Book Review: Quilting with a Modern Slant

Modern quilting allows artists the freedom to play with traditions and take liberties with fabrics, patterns, colors, stitching, and the ways in which they all connect. In Quilting with a Modern Slant, Rachel May introduces you to more than 70 modern quilters who have developed their own styles, methods, and aesthetics. Their ideas, their quilts, and their tips, tutorials, and techniques will inspire you to try something new and follow your own creativity wherever it leads.

Quilting with a Modern Slant 

Rachel May (2013) 

Buy it on Book Depository

Thank you to Storey Publishing for an advanced reader copy of this title. All opinions are my own. 

Quilting with a Modern Slant is an exploration of modern quilters. It's beautifully designed and set out, with gorgeous use of colour and design within the book itself. Unfortunately that's probably the best thing about it.

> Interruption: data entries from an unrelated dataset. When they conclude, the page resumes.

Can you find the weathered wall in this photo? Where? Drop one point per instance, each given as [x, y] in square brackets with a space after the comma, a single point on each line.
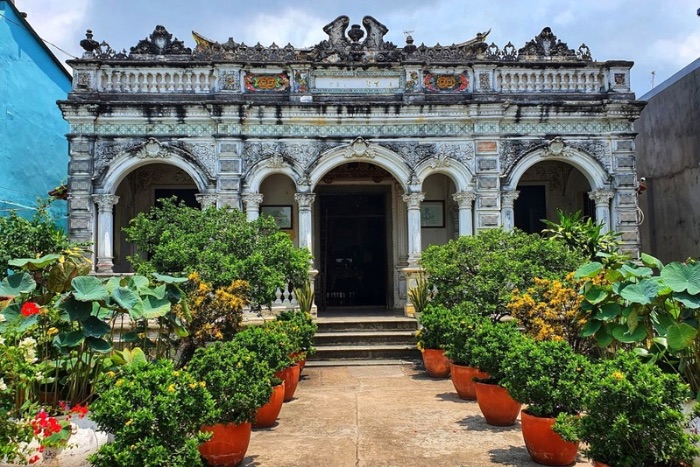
[668, 156]
[34, 150]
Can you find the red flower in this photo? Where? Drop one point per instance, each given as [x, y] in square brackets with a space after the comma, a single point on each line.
[29, 309]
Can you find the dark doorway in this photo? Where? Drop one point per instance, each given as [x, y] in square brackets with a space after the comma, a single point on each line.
[530, 208]
[185, 195]
[353, 249]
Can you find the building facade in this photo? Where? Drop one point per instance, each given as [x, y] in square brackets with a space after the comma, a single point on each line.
[33, 147]
[668, 148]
[364, 151]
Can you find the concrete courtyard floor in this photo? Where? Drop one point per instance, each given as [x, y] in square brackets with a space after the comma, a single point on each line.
[384, 415]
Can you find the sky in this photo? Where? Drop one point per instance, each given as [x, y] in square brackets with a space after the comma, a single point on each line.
[660, 36]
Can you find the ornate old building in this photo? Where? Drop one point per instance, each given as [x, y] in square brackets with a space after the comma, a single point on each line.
[364, 151]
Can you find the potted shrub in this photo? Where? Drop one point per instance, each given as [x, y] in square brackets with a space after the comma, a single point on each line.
[304, 329]
[633, 416]
[269, 344]
[240, 382]
[436, 323]
[550, 377]
[492, 343]
[155, 413]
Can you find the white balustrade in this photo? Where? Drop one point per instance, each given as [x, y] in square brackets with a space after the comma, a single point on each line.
[549, 80]
[159, 81]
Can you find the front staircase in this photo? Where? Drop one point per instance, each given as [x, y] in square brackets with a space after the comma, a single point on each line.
[365, 340]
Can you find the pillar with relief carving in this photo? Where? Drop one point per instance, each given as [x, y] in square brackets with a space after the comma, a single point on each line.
[602, 207]
[465, 201]
[507, 209]
[304, 202]
[206, 200]
[413, 201]
[252, 203]
[105, 231]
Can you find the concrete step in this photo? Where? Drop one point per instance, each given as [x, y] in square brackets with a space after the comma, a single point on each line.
[327, 325]
[365, 338]
[366, 352]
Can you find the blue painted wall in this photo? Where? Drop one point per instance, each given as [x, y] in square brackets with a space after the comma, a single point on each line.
[33, 146]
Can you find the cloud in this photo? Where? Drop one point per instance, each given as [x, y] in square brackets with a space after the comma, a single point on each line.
[57, 21]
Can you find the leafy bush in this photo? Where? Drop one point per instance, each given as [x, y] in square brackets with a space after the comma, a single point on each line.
[492, 342]
[239, 380]
[485, 268]
[302, 327]
[582, 234]
[155, 413]
[221, 245]
[551, 310]
[632, 416]
[268, 343]
[30, 238]
[549, 376]
[648, 306]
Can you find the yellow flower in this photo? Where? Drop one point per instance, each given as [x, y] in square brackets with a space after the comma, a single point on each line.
[617, 375]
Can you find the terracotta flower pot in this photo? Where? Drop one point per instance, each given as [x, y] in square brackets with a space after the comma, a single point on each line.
[498, 408]
[290, 376]
[266, 416]
[544, 445]
[435, 362]
[228, 444]
[463, 380]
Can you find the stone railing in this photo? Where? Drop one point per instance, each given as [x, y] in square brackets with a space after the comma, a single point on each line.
[549, 80]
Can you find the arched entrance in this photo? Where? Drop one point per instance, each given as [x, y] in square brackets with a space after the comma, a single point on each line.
[546, 187]
[354, 237]
[138, 192]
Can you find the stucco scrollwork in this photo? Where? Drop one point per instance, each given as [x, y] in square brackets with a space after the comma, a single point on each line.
[359, 148]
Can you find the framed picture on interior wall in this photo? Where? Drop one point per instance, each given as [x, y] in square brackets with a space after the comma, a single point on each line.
[432, 214]
[281, 214]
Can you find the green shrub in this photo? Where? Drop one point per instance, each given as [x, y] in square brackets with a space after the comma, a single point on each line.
[485, 268]
[633, 416]
[155, 414]
[301, 327]
[239, 380]
[491, 344]
[548, 376]
[221, 245]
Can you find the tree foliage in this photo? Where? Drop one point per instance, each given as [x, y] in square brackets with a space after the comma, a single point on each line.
[221, 245]
[30, 238]
[485, 268]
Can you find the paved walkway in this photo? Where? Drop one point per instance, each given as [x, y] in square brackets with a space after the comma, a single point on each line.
[364, 416]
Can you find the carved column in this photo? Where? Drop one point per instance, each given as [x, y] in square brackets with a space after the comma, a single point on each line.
[465, 201]
[507, 211]
[304, 201]
[105, 231]
[206, 200]
[602, 207]
[413, 201]
[252, 203]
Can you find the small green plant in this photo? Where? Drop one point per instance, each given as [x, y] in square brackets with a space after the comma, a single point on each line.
[492, 342]
[487, 267]
[449, 329]
[582, 234]
[269, 343]
[548, 376]
[420, 295]
[239, 380]
[155, 413]
[305, 297]
[301, 329]
[632, 416]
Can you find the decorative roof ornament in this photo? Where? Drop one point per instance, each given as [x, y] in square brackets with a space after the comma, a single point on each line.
[545, 45]
[161, 43]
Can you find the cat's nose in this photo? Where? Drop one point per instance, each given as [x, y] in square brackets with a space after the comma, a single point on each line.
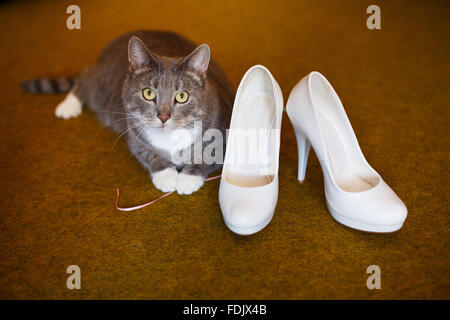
[163, 117]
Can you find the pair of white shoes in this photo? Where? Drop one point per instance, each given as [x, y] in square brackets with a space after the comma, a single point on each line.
[355, 193]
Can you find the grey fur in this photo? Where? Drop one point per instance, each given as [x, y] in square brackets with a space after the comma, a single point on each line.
[113, 90]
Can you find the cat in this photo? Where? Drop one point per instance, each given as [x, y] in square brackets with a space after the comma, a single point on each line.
[145, 85]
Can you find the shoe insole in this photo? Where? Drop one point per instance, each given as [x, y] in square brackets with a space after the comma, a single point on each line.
[253, 163]
[341, 169]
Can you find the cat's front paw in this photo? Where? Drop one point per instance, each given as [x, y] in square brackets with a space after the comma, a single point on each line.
[69, 108]
[165, 180]
[187, 183]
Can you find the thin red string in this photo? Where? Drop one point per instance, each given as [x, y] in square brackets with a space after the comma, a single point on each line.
[150, 202]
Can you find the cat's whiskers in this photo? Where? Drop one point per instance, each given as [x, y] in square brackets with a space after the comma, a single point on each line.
[133, 125]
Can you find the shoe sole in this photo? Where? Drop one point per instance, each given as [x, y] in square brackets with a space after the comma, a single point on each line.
[246, 231]
[361, 226]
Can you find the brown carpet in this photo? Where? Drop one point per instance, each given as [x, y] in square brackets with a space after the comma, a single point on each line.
[58, 181]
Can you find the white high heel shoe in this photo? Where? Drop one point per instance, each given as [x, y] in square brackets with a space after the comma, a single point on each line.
[248, 190]
[356, 194]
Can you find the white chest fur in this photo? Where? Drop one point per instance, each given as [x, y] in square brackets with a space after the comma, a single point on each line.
[170, 140]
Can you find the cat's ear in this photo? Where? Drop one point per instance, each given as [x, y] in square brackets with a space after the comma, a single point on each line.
[198, 61]
[139, 56]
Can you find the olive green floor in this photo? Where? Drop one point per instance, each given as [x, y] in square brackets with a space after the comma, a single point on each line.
[58, 180]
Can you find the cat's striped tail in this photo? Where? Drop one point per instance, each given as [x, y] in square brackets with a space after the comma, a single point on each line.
[49, 85]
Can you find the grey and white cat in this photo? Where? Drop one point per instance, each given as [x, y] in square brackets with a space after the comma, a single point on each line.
[146, 85]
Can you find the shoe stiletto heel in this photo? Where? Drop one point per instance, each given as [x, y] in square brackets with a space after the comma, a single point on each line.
[303, 146]
[355, 193]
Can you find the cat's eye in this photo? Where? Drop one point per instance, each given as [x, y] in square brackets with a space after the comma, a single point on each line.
[148, 94]
[182, 97]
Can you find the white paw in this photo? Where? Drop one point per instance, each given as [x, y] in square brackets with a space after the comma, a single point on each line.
[165, 180]
[69, 107]
[187, 183]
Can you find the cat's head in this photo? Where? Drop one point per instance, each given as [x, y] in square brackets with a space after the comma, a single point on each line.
[165, 92]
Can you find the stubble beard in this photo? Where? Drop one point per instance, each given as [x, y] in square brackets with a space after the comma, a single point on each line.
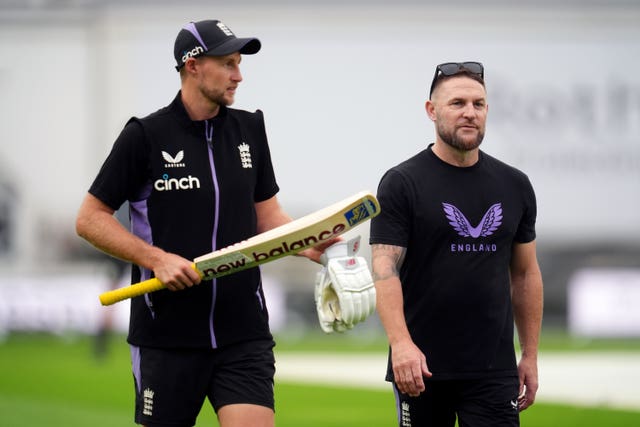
[460, 143]
[216, 97]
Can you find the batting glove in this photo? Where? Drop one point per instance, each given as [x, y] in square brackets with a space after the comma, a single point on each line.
[344, 289]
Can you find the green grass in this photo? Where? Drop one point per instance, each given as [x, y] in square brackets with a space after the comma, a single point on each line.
[47, 380]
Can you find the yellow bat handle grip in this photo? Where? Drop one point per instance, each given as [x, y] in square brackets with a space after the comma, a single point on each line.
[137, 289]
[116, 295]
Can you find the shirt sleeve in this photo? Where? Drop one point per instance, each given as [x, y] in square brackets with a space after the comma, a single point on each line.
[393, 225]
[266, 186]
[125, 171]
[527, 228]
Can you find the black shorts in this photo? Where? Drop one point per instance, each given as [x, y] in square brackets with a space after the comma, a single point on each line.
[490, 402]
[171, 385]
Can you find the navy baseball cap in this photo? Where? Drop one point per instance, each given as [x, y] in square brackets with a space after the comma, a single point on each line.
[212, 38]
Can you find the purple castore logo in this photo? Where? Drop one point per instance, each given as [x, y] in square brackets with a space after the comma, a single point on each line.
[490, 221]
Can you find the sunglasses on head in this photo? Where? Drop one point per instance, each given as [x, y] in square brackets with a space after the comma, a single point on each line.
[453, 68]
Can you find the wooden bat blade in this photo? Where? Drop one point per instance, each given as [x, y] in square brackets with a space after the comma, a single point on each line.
[288, 239]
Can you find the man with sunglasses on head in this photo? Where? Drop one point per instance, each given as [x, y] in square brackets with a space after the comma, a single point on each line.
[454, 263]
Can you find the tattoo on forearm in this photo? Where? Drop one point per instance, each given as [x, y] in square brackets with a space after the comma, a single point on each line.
[386, 261]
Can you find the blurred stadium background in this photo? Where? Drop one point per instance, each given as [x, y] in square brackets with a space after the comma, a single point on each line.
[342, 85]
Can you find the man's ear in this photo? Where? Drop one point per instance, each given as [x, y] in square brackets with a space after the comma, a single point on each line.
[431, 110]
[190, 65]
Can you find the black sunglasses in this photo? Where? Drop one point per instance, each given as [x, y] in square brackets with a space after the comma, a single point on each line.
[453, 68]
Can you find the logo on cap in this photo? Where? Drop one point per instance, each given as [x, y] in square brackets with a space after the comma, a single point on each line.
[224, 29]
[191, 53]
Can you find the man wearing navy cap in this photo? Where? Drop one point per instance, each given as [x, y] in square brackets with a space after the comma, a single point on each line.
[198, 177]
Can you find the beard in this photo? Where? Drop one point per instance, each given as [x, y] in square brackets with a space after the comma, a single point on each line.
[216, 96]
[451, 138]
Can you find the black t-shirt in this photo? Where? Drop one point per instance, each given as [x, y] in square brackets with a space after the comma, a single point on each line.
[192, 188]
[458, 226]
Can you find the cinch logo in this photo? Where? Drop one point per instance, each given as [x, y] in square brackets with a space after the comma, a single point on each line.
[173, 162]
[191, 53]
[170, 184]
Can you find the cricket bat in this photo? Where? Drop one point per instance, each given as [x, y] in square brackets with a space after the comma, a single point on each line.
[288, 239]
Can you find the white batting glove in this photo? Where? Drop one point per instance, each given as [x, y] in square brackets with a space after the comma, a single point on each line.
[344, 289]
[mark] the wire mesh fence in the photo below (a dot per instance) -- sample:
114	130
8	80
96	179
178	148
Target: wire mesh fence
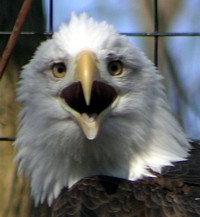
156	36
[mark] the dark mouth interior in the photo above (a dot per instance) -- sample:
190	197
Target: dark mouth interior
102	96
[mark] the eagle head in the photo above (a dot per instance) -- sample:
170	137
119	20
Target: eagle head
92	104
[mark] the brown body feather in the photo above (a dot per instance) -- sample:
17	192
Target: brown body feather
173	193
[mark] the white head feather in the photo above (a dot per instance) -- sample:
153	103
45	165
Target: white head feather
139	134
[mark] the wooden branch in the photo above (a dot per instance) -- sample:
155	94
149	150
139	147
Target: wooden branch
14	36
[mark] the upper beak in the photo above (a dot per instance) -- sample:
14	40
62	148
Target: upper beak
86	72
89	99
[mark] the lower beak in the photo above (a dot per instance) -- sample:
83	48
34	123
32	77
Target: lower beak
89	99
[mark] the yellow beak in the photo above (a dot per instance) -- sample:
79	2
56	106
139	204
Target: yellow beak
86	73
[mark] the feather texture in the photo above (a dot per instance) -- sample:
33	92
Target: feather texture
137	139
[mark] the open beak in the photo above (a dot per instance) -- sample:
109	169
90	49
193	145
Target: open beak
89	99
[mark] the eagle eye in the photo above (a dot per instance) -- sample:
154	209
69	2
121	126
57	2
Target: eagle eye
59	70
115	68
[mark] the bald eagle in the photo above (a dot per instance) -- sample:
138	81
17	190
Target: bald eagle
96	134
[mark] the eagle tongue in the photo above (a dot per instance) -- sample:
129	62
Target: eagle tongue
89	118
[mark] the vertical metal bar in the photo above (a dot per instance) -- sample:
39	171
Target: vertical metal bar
156	30
51	16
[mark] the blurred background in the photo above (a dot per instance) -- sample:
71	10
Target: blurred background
177	58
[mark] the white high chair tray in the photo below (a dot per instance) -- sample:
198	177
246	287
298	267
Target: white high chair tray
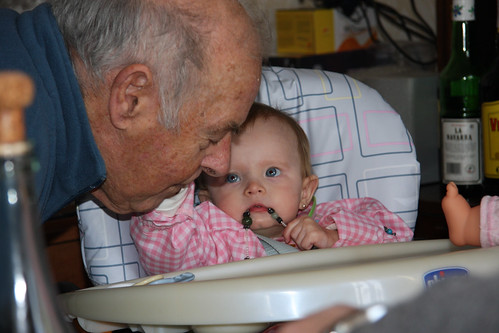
245	296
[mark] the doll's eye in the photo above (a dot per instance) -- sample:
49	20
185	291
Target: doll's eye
272	172
232	178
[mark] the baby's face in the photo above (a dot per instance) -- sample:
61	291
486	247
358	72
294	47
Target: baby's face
265	171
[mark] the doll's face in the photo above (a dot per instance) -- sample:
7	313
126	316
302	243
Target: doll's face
265	171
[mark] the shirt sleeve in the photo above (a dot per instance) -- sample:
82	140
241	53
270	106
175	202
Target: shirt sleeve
206	236
362	221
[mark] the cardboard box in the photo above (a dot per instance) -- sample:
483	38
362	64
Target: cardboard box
319	31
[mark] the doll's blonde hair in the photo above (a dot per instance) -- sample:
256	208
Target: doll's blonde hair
259	110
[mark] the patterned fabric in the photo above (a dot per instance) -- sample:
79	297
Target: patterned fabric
489	221
194	237
204	235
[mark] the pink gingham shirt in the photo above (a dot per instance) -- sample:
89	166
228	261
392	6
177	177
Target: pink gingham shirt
204	235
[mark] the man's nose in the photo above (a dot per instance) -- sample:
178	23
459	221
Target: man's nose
217	159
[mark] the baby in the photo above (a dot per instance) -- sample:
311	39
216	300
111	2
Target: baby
476	226
268	191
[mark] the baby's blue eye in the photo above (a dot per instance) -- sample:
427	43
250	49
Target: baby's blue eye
272	172
232	178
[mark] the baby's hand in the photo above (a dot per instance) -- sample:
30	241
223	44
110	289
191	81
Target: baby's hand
306	233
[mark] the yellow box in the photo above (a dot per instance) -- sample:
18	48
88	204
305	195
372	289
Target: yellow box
318	31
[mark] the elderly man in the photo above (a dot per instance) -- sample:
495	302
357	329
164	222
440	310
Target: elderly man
134	98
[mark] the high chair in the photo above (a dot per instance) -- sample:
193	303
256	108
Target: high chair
360	147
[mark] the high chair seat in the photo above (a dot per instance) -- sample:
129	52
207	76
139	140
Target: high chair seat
359	146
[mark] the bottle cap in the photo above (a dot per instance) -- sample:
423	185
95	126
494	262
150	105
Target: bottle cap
463	10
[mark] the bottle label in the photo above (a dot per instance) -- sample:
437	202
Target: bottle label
463	10
461	151
490	121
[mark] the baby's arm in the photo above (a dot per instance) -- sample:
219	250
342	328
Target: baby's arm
463	221
306	233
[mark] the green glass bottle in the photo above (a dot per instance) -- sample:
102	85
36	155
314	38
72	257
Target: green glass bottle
460	109
490	122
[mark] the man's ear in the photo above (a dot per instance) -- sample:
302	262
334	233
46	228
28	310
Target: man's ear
131	91
309	186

Rachel May introduces us to 70 modern quilters . . . and that's it. Each quilter gets a page to two pages, which once combined with undeniably beautiful images and large quotations amounts to little more than two paragraphs. In such a small space, the introductions end up reading like advertising copy - a quick run down of what the quilter has accomplished. Often it's more of a plug for the quilter's latest book of their own. There's nothing new here, no in-depth interviews or insight into the quilter's inspirations. And with that in mind, I just don't understand what this book is useful for. The photos make it gorgeous as a coffee table book, but I suspect only the most die-hard of modern quilters would find the content itself interesting. As an avid all-round crafter, who tends towards the modern when dabbling in quilting, it just all felt a bit dull. I recognised about half the names introduced and felt with those that I didn't learn anything new, for those I didn't know the book didn't give me any incentive to find out more.

Quilting with a Modern Slant includes multiple projects (2-3 per chapter), but again I felt like we were breaking no new ground. Considering the book is really going to be of most interest to experienced quilters who have at least some knowledge of the modern quilting scene (if I wasn't a quilter at all, I'd feel totally lost in the never-ending name dropping.), many of the projects seemed a little basic - there's an introductory sections that explains how to make a quilt and what you need, the projects include a 'paper pierced pillow' and 'improv piercing with scraps.' Nothing that you can't find a good tutorial for online.

Overall it just felt like this one missed the mark. The projects are to basic for most intermediate-experienced quilters, but when the majority of the content is advertising copy for quilter's deep within the modern quilting scene with photos of gorgeous, professional level quilts, it's not really appropriate for the beginner quilter either.